The final core piece of the CLAMS team’s work is localization. Zoox’s localization technology allows each vehicle to know where it is in the world — and on its map — to within a few centimeters, and its direction to within a fraction of a degree. The vehicle does this not only by comparing its visual inputs with its map, but also by utilizing GPS, accelerometers, wheel speeds, gyroscopes, and more. It can therefore check its precise location and velocity hundreds of times per second. Armed with a combination of the physical and semantic maps, and always aware of its place in relation to every object or person in its vicinity, the vehicle can navigate safely to its destination.
Part of the localization challenge is that any map will become dated over time, Arnicar explains. “Once you build the map — from the moment the data is collected — you need to consider that it could be out of date.” This is because the world can change anytime, anywhere, without notice. “On one occasion one of our Toyota Highlanders was driving down the street collecting data, and right in front of us was a construction truck with a guy hanging off the back, repainting the lane line in a different place as they drove along. No amount of fast mapping can catch up with these sorts of scenarios.” In practice, this means the map needs to be treated as a guidebook for the vehicle, not as gospel.
“This changeability of the real world led us to create the ZRN Monitor, a system on the vehicle that determines whether the actual road environment has differed from our semantic map data,” says Chris Gibson, engineering manager for the Zoox Road Network team. “For example, if lane markings have changed and now the double yellow lines have moved, then if we don’t detect that dynamically, we could potentially end up driving into opposing traffic. From a safety perspective, we must make absolutely certain that the vehicle does not drive into such areas.” The ZRN Monitor’s role is to identify and, to an extent, evaluate the safety implications of such unanticipated environmental modifications. These notifications are also an indication that it may be time to update the map for that area with more recent sensor data.
In the uncommon situation in which the vehicle encounters a challenging driving situation and it isn’t highly confident of a safe way to proceed, it can request “TeleGuidance” — a human operator located in a dedicated service center is provided with the full 3D understanding of the vehicle’s environment, as well as live-streamed sensor data.

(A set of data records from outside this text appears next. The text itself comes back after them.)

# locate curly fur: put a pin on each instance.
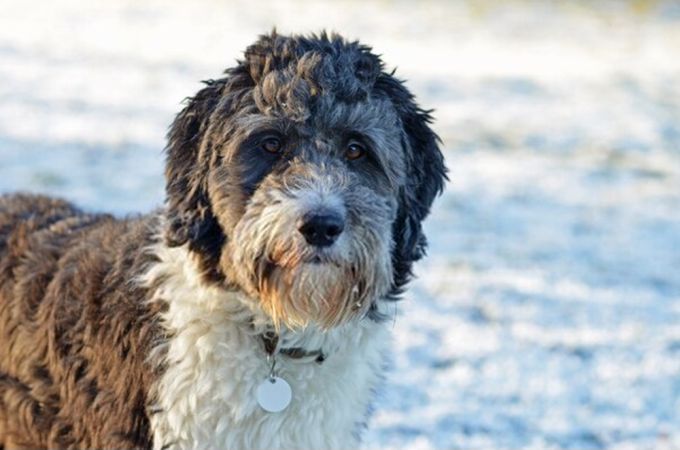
(143, 332)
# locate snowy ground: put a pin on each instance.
(548, 312)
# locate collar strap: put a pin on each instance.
(271, 341)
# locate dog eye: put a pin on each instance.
(354, 151)
(271, 145)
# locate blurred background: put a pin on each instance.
(548, 312)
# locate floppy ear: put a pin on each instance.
(426, 175)
(188, 207)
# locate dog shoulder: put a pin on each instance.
(74, 326)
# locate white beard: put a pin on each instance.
(214, 362)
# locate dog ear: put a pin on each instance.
(188, 207)
(424, 179)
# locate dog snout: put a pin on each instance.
(321, 229)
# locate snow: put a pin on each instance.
(547, 314)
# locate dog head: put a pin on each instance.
(302, 178)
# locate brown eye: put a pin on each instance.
(354, 151)
(272, 145)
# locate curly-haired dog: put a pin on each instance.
(249, 312)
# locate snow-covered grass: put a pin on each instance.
(548, 312)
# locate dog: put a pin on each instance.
(251, 311)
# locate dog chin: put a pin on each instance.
(316, 292)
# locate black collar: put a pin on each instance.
(271, 341)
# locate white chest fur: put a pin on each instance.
(215, 360)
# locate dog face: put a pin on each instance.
(302, 178)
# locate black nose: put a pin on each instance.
(321, 229)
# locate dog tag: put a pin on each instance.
(274, 394)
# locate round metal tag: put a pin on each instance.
(274, 394)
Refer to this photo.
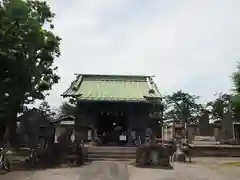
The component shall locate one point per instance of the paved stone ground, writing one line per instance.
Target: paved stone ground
(201, 169)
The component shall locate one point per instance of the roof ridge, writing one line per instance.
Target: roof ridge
(119, 75)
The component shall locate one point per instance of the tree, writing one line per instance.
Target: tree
(181, 106)
(68, 109)
(223, 103)
(27, 53)
(45, 108)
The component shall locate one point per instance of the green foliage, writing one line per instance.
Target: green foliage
(68, 109)
(45, 108)
(28, 48)
(181, 106)
(236, 80)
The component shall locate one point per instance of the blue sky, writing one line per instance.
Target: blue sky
(191, 45)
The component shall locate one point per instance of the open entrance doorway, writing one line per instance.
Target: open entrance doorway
(111, 127)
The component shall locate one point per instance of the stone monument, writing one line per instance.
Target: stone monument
(206, 129)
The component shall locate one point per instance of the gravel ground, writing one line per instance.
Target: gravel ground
(200, 169)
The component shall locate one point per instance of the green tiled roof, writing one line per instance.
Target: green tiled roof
(113, 88)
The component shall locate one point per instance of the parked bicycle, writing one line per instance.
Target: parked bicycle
(33, 156)
(4, 161)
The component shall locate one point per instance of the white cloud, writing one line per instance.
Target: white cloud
(189, 45)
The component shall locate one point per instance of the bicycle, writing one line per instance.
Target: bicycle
(33, 156)
(4, 161)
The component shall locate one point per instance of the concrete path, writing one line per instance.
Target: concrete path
(94, 171)
(202, 169)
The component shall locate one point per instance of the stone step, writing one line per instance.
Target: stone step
(111, 155)
(111, 159)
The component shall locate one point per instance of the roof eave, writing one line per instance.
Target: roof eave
(110, 75)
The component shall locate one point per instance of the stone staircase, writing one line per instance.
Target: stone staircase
(109, 153)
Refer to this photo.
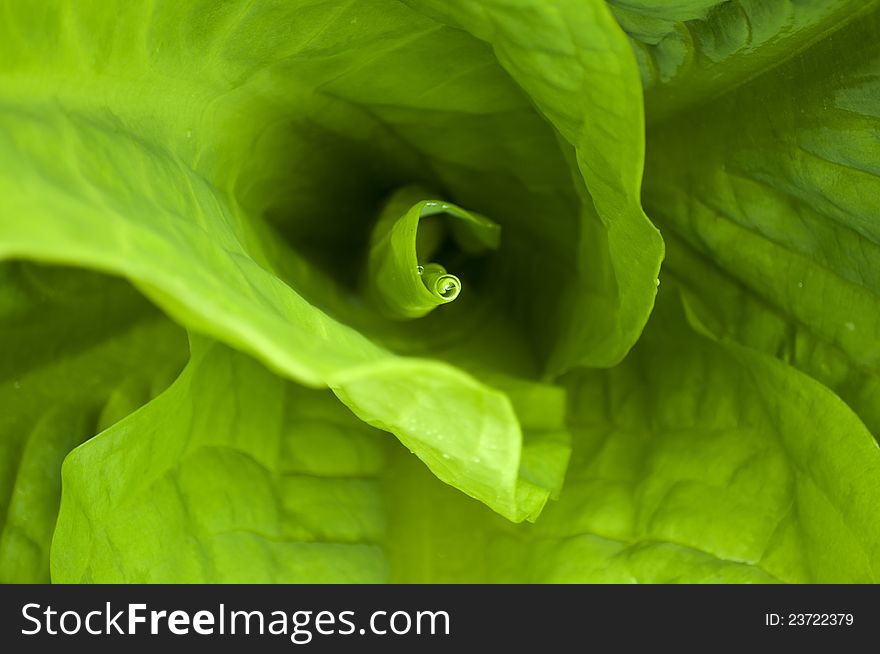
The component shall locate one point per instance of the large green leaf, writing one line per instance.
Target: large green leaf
(78, 351)
(693, 462)
(769, 198)
(230, 160)
(573, 60)
(232, 475)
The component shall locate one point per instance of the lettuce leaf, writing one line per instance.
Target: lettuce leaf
(774, 232)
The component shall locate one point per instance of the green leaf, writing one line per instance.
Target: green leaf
(692, 50)
(400, 280)
(78, 352)
(769, 198)
(693, 462)
(232, 475)
(231, 169)
(579, 70)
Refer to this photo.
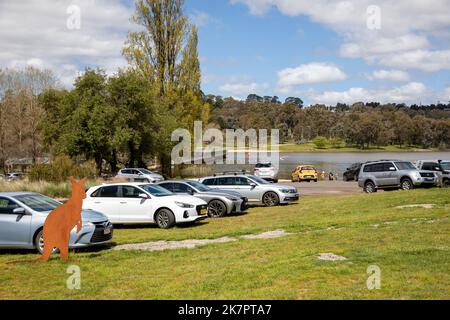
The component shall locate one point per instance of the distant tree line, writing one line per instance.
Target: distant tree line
(361, 124)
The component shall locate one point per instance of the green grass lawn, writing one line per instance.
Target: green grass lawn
(310, 147)
(411, 246)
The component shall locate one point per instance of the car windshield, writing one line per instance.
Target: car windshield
(156, 191)
(145, 171)
(445, 166)
(258, 180)
(199, 186)
(405, 166)
(38, 202)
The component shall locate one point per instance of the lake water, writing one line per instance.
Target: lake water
(337, 162)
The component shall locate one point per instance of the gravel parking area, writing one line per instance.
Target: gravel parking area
(332, 188)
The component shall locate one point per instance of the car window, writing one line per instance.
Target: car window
(130, 192)
(181, 188)
(226, 181)
(241, 181)
(168, 186)
(109, 192)
(431, 166)
(405, 165)
(387, 166)
(209, 182)
(7, 206)
(263, 165)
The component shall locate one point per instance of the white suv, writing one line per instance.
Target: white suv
(139, 175)
(133, 203)
(255, 189)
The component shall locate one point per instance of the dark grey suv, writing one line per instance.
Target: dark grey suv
(394, 175)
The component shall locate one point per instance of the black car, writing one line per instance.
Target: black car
(352, 173)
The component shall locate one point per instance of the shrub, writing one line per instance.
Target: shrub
(320, 142)
(60, 169)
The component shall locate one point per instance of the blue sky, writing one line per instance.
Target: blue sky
(323, 51)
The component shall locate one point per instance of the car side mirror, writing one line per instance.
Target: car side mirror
(20, 211)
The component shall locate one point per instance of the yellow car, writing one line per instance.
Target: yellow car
(304, 173)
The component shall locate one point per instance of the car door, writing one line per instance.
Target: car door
(14, 228)
(134, 209)
(105, 200)
(182, 188)
(390, 174)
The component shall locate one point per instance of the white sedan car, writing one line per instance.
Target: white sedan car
(134, 203)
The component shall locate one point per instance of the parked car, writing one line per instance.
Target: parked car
(255, 189)
(22, 217)
(14, 176)
(266, 171)
(304, 173)
(220, 202)
(352, 172)
(133, 203)
(436, 167)
(394, 175)
(139, 175)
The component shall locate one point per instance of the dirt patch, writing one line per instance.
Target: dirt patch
(267, 235)
(330, 257)
(414, 206)
(192, 243)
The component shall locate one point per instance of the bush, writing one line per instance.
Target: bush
(321, 142)
(337, 142)
(60, 169)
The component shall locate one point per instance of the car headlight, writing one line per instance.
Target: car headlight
(88, 224)
(184, 205)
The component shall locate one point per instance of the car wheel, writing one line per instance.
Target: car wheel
(165, 219)
(369, 187)
(217, 209)
(271, 199)
(39, 242)
(406, 184)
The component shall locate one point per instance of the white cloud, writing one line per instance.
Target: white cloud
(424, 60)
(392, 75)
(413, 92)
(405, 27)
(239, 89)
(314, 72)
(200, 18)
(35, 33)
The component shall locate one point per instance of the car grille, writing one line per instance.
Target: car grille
(99, 235)
(427, 175)
(199, 209)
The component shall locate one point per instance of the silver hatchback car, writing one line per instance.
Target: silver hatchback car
(255, 189)
(394, 175)
(22, 217)
(220, 202)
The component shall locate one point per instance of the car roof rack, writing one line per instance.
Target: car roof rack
(231, 173)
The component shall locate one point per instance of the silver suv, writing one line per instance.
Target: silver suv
(436, 167)
(393, 175)
(139, 175)
(255, 189)
(220, 202)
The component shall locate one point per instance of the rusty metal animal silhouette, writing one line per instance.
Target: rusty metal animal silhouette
(62, 220)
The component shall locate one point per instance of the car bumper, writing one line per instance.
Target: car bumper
(193, 214)
(96, 234)
(288, 198)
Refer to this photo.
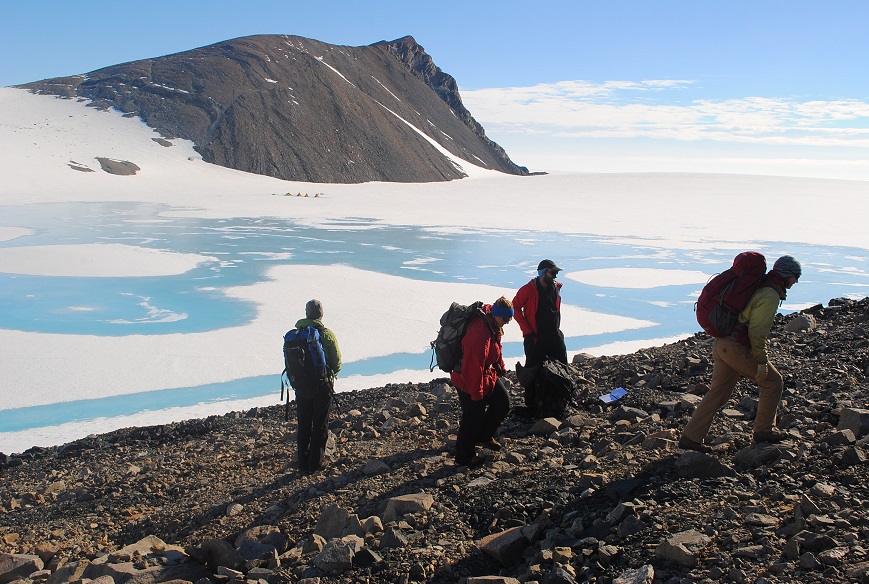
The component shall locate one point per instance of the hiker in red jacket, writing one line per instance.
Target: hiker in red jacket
(744, 354)
(538, 312)
(482, 393)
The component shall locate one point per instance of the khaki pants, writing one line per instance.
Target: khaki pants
(731, 360)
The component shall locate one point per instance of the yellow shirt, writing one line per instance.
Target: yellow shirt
(758, 316)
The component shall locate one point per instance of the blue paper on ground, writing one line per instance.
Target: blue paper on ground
(615, 394)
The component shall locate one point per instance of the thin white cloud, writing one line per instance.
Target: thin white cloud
(658, 109)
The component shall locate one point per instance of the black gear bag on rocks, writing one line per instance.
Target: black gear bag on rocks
(549, 388)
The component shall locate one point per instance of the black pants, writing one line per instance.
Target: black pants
(549, 346)
(312, 407)
(480, 420)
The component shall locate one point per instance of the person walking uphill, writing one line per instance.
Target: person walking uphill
(538, 313)
(314, 401)
(482, 393)
(744, 353)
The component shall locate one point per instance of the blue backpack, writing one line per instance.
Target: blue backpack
(304, 361)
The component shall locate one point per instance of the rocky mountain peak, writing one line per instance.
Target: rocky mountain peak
(299, 109)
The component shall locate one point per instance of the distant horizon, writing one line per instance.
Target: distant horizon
(769, 88)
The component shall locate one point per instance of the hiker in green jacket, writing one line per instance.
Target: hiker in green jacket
(312, 405)
(744, 353)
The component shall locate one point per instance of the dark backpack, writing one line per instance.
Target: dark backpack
(728, 293)
(447, 347)
(304, 361)
(549, 388)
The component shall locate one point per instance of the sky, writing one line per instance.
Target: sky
(752, 87)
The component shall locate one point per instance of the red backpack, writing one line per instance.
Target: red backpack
(727, 294)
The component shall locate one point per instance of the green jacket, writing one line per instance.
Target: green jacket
(330, 343)
(758, 316)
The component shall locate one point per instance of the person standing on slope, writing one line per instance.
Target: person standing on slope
(483, 395)
(538, 312)
(744, 353)
(313, 404)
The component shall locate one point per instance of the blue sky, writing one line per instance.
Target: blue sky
(767, 87)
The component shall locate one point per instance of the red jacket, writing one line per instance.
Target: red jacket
(481, 359)
(525, 306)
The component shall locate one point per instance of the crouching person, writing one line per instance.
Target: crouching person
(482, 393)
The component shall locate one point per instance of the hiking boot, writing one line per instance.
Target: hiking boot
(491, 444)
(474, 461)
(688, 444)
(771, 436)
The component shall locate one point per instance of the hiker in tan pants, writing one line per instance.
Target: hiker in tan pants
(744, 353)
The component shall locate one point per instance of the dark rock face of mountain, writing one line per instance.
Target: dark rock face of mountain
(298, 109)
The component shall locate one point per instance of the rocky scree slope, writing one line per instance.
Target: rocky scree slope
(299, 109)
(601, 495)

“Imagine a construction zone. The Zoox vehicle might need to be directed to drive on the other side of the road, which would normally carry oncoming traffic. That’s a rule that under most circumstances you shouldn’t break, but in this instance, a TeleGuidance tactician might provide the robot with waypoints to ensure it knows where it needs to go in that moment,” says Gibson. The vehicle remains responsible for the safety of its passengers, however, and continues to drive autonomously at all times while acting on the TeleGuidance information.
Before paying customers will be able to use their smartphones to hail a Zoox vehicle, more on-road testing first needs to be done. Zoox has built dozens of its purpose-built vehicles and is testing them on “semi-private courses” in California, according to Zoox’s co-founder and chief technology officer, Jesse Levinson. Next on the agenda is full testing on public roads, says Levinson, who promises that is “really not that far away. We’re not talking about years.”
So, what does it feel like to be transported in a Zoox vehicle?
“I’ve ridden in a Zoox vehicle, with no safety driver, no steering wheel, no anything — just me in the vehicle,” says Arnicar. “And it is magical. It’s what I’ve been working at Zoox seven years to experience. I’ve seen Zoox go from sketches on a napkin to something I can ride in. That's pretty amazing.”
When an autonomous Zoox vehicle ultimately comes around a corner near you, know this for a fact: no matter how striking and novel it looks, it will see you before you see it.